[ieee 2013 fifth international conference on computational intelligence, communication systems and...

Premature Ventricular Contraction Arrhythmia Detection and Classification with Gaussian Process and S Transform

Yacoub Bazi, Haikel Hichri, Naif Alajlan, Nassim Ammour Advanced Lab for Intelligent Systems Research (ALISR)

College of Computer and Information Sciences, King Saud University Riyadh, Saudi Arabia, 11543

[email protected], [email protected], [email protected] Abstract—This paper presents an efficient Bayesian classification system based on Gaussian process classifiers (GPC) for detecting premature ventricular contraction (PVC) beats in electrocardiographic (ECG) signals. GPC have the advantage over SVM classifiers in that the parameters of its kernel are automatically selected according to the Bayesian estimation procedure based on Laplace approximation. We also propose to feed the classifier with different representations of the ECG signals based on morphology, discrete wavelet transform, and S-transform.

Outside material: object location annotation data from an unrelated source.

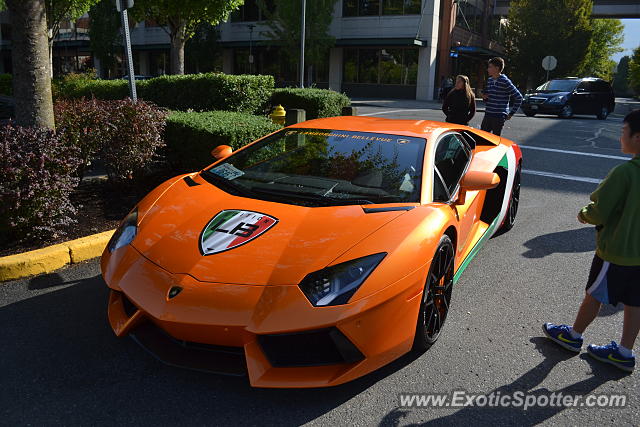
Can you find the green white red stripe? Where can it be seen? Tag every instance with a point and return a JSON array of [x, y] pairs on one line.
[[233, 228]]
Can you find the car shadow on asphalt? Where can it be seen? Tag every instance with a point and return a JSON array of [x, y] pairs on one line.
[[46, 281], [570, 241], [526, 383], [64, 365]]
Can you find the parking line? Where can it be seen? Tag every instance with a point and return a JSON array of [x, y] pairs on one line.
[[579, 153], [393, 111], [562, 176]]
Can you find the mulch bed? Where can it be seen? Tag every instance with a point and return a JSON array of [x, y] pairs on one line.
[[101, 206]]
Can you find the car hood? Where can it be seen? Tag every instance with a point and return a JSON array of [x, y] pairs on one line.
[[298, 241], [547, 94]]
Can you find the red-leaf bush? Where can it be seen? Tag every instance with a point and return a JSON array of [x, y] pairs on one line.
[[83, 124], [124, 134], [37, 175], [135, 136]]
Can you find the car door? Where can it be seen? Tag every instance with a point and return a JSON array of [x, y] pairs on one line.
[[583, 99], [451, 161]]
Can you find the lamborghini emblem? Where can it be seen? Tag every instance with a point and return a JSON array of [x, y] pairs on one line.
[[232, 228]]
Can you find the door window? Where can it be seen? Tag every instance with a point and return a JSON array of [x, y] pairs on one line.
[[451, 159]]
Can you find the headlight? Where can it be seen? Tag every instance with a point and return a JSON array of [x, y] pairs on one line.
[[126, 232], [336, 284]]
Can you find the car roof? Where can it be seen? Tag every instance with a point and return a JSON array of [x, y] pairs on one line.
[[417, 128], [578, 78]]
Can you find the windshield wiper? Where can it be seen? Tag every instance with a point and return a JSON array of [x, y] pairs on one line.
[[226, 185], [325, 200]]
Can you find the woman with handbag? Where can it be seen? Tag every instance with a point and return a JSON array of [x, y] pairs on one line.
[[460, 104]]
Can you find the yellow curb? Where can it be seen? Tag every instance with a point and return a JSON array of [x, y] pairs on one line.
[[53, 257], [88, 247]]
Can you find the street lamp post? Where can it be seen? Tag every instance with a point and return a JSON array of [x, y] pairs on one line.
[[122, 6], [302, 37], [251, 26]]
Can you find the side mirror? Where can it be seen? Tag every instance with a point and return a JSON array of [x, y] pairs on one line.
[[476, 181], [221, 151]]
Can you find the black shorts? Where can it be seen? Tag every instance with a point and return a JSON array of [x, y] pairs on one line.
[[611, 283]]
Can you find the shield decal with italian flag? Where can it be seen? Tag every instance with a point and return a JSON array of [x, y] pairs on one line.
[[232, 228]]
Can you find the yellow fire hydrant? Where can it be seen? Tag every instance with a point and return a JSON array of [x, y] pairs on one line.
[[278, 115]]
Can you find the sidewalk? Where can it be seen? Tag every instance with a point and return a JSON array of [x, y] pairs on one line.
[[623, 105], [405, 103]]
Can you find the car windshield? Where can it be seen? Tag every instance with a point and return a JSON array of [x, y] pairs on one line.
[[320, 167], [559, 85]]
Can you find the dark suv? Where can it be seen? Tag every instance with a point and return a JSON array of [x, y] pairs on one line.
[[571, 95]]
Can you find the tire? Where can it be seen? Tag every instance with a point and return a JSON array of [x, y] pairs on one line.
[[603, 113], [436, 297], [567, 112], [514, 201]]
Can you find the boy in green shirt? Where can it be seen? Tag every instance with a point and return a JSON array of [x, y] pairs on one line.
[[615, 271]]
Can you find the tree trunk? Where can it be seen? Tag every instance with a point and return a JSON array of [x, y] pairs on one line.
[[176, 53], [30, 56], [50, 46]]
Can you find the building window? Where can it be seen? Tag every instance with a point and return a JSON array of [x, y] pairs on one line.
[[392, 66], [250, 11], [469, 15], [380, 7]]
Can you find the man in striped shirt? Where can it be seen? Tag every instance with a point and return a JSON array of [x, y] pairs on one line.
[[496, 96]]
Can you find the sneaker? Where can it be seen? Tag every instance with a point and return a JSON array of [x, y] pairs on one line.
[[560, 335], [610, 354]]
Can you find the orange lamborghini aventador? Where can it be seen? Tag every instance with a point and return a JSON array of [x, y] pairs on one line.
[[314, 255]]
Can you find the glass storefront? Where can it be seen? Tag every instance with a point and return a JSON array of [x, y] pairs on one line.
[[380, 7], [396, 66]]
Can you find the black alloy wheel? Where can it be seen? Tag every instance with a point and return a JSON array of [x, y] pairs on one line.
[[566, 112], [436, 297]]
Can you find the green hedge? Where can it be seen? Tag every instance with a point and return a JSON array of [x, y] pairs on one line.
[[316, 102], [200, 92], [190, 136], [210, 91], [6, 84]]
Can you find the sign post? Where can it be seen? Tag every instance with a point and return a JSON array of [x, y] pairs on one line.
[[302, 36], [122, 6], [549, 63]]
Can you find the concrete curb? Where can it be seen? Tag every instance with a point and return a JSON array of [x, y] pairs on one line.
[[53, 257]]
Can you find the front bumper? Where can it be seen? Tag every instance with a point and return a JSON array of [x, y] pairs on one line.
[[544, 108], [271, 333]]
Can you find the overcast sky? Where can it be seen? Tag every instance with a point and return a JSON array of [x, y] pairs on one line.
[[631, 38]]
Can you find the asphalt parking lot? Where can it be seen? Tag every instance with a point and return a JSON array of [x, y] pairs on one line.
[[62, 365]]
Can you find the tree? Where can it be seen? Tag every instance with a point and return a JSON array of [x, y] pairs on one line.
[[203, 54], [537, 28], [284, 27], [606, 39], [634, 71], [59, 11], [621, 78], [182, 18], [31, 82], [104, 33]]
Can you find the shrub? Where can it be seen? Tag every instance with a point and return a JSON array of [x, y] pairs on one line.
[[316, 102], [210, 91], [36, 177], [6, 84], [125, 134], [200, 92], [190, 136], [84, 124], [134, 137]]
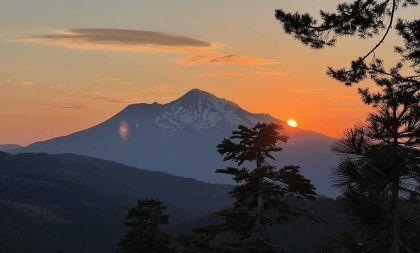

The latter representation has never been used for ECG signals before. The experimental results obtained on 48 records (i.e., 109887 heart beats) of the MIT-BIH arrhythmia database showed that for all feature representations adopted in this work, the proposed GP classifier combined with the S-transform and trained with only 600 beats from PVC and Non-PVC classes can provide an overall accuracy and a sensitivity above 96% on the whole 48 recordings.

Keywords- ECG; Gaussian process classification; S-transform; PVC arrhythmia detection;

I. INTRODUCTION

The automatic detection and classification of ECG arrhythmias such as premature ventricular contraction (PVC) is essential for the treatment of patients with heart disease. In this context, many classification systems have been proposed in the literature [1]-[4]. Among these methods, the support vector machine (SVM) classifier introduced recently showed to be a promising tool for classifying ECG signals [1],[4]. Results obtained on different records from the MIT-BIH Arrhythmia database reveal that it exhibits better performances in terms of classification accuracy with respect to the state of the art methods such as the k-nearest neighbor classifier and artificial neural networks. In addition, it shows to be less sensitive to the curse of dimensionality (i.e., Hughes effect) with respect to traditional classifiers. This is mainly due to the maximal margin principle it is based on [5], which avoids the explicit estimation of the statistical distribution of classes in the hyperdimensional feature space in which the classification task is carried out.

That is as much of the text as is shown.